Wise, in his aforementioned piece, also goes on to show that “ultimately, white women's views on affirmative action are hardly different from their male counterparts, particularly when the issue is framed as one of preferences. According to National Election Studies since 1986, white women are not substantially different from white men when it comes to their feelings on this issue. Opposition to ‘preferential hiring and promotion’ … [grew] from 86% for white men and 79% for white women in 1986, to 90% for white men and 88% for white women in 1994. Similarly, opposition to admissions preferences in colleges [stood] at around 76% for white men and 70% for white women (Citrin 1996, 43).” This reality played out in Washington (1998) with 51% of white women voting against affirmative action and in the recent defeat of affirmative action programs in Michigan with 59 percent of white women (82 percent of non-white women voted against it) voting to approve Proposal 2---the measure was approved 58 to 42 percent. A consequence of this dynamic that I believe bears mentioning, is that women of color (especially Black & Hispanic women) are not able to work with White women on other issues of concern (sexism, misogyny etc.) when they perceive that the vast majority of them are indifferent or antagonistic to the realities of racial discrimination in their lives and to the mechanisms that they believe would be instrumental in redressing those realities.

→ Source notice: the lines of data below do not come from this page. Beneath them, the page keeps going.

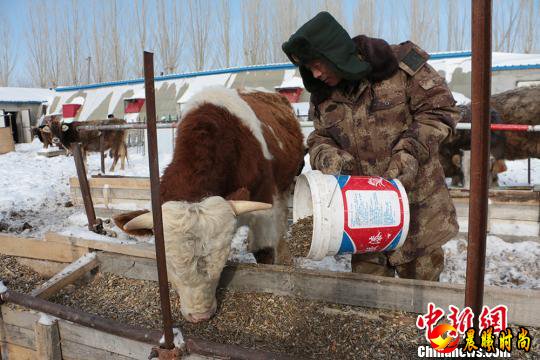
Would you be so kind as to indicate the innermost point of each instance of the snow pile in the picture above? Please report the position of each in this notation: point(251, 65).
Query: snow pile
point(513, 265)
point(460, 98)
point(450, 65)
point(516, 173)
point(35, 189)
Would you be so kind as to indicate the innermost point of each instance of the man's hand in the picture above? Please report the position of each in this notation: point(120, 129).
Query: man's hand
point(335, 161)
point(404, 167)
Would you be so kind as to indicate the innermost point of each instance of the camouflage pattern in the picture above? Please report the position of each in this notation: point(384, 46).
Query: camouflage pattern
point(410, 113)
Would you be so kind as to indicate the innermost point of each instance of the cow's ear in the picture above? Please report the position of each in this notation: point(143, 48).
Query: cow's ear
point(240, 194)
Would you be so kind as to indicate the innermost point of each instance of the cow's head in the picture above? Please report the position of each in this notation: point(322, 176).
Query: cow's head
point(197, 242)
point(56, 128)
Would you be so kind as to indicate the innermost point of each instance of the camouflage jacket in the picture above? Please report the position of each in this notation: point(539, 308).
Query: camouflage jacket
point(412, 110)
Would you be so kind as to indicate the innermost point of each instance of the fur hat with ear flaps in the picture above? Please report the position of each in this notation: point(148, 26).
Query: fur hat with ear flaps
point(324, 38)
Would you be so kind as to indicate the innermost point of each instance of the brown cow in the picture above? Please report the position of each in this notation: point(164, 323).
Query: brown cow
point(231, 145)
point(113, 140)
point(516, 106)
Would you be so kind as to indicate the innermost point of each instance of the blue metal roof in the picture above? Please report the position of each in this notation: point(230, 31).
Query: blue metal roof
point(283, 66)
point(449, 55)
point(181, 76)
point(22, 102)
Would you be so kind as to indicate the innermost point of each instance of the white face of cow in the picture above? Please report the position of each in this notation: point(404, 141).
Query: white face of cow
point(197, 243)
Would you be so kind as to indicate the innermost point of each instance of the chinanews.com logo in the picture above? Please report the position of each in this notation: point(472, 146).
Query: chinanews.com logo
point(458, 338)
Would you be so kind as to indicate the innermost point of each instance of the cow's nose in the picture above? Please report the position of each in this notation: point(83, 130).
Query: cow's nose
point(198, 317)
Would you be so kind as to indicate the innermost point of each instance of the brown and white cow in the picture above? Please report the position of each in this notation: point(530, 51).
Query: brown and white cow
point(65, 134)
point(231, 145)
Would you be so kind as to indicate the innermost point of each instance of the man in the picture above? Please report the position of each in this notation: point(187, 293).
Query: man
point(381, 110)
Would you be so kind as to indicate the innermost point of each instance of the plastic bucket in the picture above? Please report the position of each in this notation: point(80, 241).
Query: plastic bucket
point(351, 214)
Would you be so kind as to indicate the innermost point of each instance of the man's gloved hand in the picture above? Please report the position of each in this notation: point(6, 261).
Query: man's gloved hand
point(404, 167)
point(331, 161)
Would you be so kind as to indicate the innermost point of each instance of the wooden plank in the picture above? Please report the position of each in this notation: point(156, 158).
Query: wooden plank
point(139, 250)
point(503, 211)
point(128, 266)
point(15, 352)
point(101, 340)
point(21, 318)
point(67, 276)
point(38, 249)
point(505, 196)
point(375, 291)
point(345, 288)
point(114, 183)
point(140, 204)
point(45, 268)
point(47, 341)
point(74, 351)
point(126, 194)
point(524, 212)
point(17, 335)
point(52, 153)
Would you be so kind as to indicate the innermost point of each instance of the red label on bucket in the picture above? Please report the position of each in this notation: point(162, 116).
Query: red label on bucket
point(374, 214)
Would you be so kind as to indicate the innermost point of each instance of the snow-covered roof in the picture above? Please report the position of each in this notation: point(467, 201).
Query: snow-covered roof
point(138, 94)
point(79, 100)
point(460, 98)
point(499, 61)
point(293, 82)
point(25, 95)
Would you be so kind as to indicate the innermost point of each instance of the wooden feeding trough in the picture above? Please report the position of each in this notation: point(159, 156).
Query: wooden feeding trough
point(334, 300)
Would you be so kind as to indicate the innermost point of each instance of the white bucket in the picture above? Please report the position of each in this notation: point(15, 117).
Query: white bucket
point(351, 214)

So let us recap the issues of affirmative action and “racial preferences.” Blacks and other people of color are the face of a program that benefits white women more than any other group of people. Society ultimately ignores the actual racial preferences that create more job and career opportunities for whites---even to the point of white ex-cons having the same shot at employment as Blacks who don’t have a criminal record; the white privilege that still allows white students (more than any other group) to get into their college of first choice---while loading up on admission evaluation points made possible by past discrimination and current educational and economic inequities; as well as the racial and class preferences that got President Bush into Yale and kept him out of Vietnam. Additionally, while Blacks ultimately will receive less pay than their white counterparts (even with similar or better credentials and experience) and inherit less (based largely on past and current discriminatory practices), they will still pay more for automobiles and houses---houses which will accrue less equity than those owned by whites. Where in these numbers do we find the need to end affirmative action?